Testes com dois tipos de modelos animais – camundongo e mosca-de-frutas – confirmaram o resultado. Nesses exames, genes foram silenciados, excluídos ou expressados em maior ou menor intensidade para que fosse possível identificar a real função deles na caracterização das hemácias. Mais uma vez, os cientistas conseguiram confirmar as primeiras suspeitas. Segundo o autor principal do estudo, John Chambers, da Faculdade Imperial de Londres, no Reino Unido, as estratégias de bioinformática usadas para a análise genômica identificaram um conjunto central de genes, regulados de diferentes formas em células hematológicas precursoras, ou seja, que futuramente se diferenciarão em hemácias. São as informações nessas células ainda imaturas as maiores candidatas a mediar os efeitos nas características biológicas dos glóbulos vermelhos do sangue.
“No entanto, apesar das nossas extensas análises genômicas, dos dados experimentais e da bioinformática, as identidades precisas das variantes causais, das regiões reguladoras e dos genes continuam a ser determinadas. A identificação definitiva vai exigir uma avaliação experimental mais detalhada”, ressalta. Ainda assim, Chambers acredita que os resultados fornecem novos insights sobre os genes e as variantes genéticas que podem influenciar os níveis de hemoglobina e os índices de células vermelhas do sangue. Um primeiro experimento paralelo já foi conduzido pela equipe.
Aplicação clínica Quase 500 pacientes com uma rara doença genética sanguínea conhecida como talassemia major participaram de experimentos complementares ao estudo principal.

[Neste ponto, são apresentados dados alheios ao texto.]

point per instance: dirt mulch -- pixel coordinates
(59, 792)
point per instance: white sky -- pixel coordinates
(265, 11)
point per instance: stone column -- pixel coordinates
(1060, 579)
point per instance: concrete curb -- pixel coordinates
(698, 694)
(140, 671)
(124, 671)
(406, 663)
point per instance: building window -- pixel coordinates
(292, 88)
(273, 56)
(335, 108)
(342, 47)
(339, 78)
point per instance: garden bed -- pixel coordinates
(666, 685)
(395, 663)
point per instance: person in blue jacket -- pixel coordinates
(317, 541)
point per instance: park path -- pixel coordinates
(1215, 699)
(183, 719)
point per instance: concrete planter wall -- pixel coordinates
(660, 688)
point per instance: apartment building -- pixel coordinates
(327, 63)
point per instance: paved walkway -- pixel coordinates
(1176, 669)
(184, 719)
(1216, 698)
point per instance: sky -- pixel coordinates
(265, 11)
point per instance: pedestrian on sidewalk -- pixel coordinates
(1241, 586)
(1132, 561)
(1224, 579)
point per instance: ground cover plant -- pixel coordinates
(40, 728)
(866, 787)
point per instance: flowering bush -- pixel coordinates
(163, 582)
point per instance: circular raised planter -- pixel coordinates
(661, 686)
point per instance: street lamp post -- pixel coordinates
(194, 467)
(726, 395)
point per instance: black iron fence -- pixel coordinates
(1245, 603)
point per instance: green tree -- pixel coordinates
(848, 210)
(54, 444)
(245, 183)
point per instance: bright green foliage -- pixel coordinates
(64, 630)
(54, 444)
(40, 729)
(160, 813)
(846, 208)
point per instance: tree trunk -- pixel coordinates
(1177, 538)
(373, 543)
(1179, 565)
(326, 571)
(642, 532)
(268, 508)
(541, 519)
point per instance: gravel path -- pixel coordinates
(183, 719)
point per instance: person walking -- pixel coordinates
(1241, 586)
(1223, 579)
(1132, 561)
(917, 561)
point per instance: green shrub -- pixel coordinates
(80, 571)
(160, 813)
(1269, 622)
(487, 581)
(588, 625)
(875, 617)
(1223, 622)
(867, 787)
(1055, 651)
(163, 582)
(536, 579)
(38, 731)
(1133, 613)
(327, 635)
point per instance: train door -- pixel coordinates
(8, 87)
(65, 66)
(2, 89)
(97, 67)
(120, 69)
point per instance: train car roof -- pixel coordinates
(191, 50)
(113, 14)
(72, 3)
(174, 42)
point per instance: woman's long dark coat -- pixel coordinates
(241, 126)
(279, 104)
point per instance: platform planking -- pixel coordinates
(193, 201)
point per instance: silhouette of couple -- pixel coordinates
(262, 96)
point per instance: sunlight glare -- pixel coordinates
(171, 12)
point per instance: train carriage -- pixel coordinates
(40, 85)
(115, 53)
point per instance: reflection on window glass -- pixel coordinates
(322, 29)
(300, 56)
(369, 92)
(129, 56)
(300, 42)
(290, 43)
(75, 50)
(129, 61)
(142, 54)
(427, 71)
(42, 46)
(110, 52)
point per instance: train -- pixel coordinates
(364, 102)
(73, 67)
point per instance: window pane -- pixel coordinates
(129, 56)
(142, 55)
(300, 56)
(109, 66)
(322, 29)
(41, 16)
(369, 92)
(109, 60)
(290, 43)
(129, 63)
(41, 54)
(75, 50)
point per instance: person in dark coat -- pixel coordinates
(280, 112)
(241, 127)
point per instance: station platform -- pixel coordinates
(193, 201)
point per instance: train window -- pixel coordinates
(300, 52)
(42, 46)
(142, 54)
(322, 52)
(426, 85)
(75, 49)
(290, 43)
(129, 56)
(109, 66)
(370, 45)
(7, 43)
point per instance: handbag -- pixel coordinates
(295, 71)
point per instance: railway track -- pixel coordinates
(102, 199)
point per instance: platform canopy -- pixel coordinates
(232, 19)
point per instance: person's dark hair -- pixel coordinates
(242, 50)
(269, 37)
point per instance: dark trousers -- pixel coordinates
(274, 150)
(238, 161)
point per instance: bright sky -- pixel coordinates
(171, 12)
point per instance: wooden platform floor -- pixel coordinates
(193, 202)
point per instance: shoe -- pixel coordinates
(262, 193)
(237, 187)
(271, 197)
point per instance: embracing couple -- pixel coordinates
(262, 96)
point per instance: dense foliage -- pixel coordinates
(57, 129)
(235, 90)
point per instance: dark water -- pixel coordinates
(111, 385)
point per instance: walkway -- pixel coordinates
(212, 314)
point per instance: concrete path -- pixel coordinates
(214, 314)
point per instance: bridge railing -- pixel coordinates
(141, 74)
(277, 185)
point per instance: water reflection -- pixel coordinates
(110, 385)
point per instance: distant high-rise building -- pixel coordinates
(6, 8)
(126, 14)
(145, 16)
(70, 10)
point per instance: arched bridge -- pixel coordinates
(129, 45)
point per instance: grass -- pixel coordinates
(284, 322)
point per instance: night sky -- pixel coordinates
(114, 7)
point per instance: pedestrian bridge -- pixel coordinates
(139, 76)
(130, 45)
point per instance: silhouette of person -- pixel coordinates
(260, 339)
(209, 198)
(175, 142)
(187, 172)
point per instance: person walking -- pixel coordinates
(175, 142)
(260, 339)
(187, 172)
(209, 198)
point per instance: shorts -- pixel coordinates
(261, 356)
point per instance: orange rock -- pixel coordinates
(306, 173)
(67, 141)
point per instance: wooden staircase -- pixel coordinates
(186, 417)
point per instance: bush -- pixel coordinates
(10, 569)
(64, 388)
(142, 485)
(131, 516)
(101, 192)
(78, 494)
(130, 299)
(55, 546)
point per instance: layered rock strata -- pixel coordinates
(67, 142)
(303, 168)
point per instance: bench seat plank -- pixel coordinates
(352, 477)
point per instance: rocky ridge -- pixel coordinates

Popularmente conhecida como anemia do Mediterrâneo, a talassemia é um grupo de doenças genéticas caracterizadas por defeitos na produção da hemoglobina, presente nas hemácias. O tipo major é a forma grave, em que o doente recebeu dois alelos defeituosos, um do pai e outro da mãe, provocando uma anemia profunda e com necessidade de contínuas transfusões de sangue.
Com as regiões genéticas responsáveis pelas características das hemácias já conhecidas, os pesquisadores investigaram as associações entre os fenótipos dos glóbulos vermelhos dos indivíduos e a patologia. A associação com alguns dos locais identificados inicialmente foi confirmada, mas não só isso. O nível de risco genético encontrado nos pacientes modifica a gravidade da doença por meio de seu efeito sobre os níveis de hemoglobina ainda no feto, ajudando, inclusive, na previsão de quando a doença alcançará certo nível de gravidade que exigirá a primeira transfusão sanguínea.
Para a geneticista Ana Lúcia Godard, a primeira aplicação em pessoas com talassemia aponta diversas possíveis utilizações clínicas de investigações genéticas. “Se pegar um estudo como esse, focado em outra doença, como o diabetes tipo 1, que acomete crianças, por exemplo, seria possível descobrir quando a doença primeiro se manifestará.”
Segundo a professora de genética humana Ana Lúcia Brunialti Godard, do Instituto de Ciências Biológicas da Universidade Federal de Minas Gerais (UFMG), o desenho do experimento não é novo, já que a estratégia é usada há muito tempo, mas a quantidade de pessoas analisadas é fenomenal. “Eles vasculharam o genoma procurando variantes genéticas chamadas polimorfismos. São mudanças no DNA entre cada indivíduo que não necessariamente conduzem a uma doença, mas que em um todo leva a nossa variabilidade fenotípica, cor dos olhos, por exemplo”, detalha.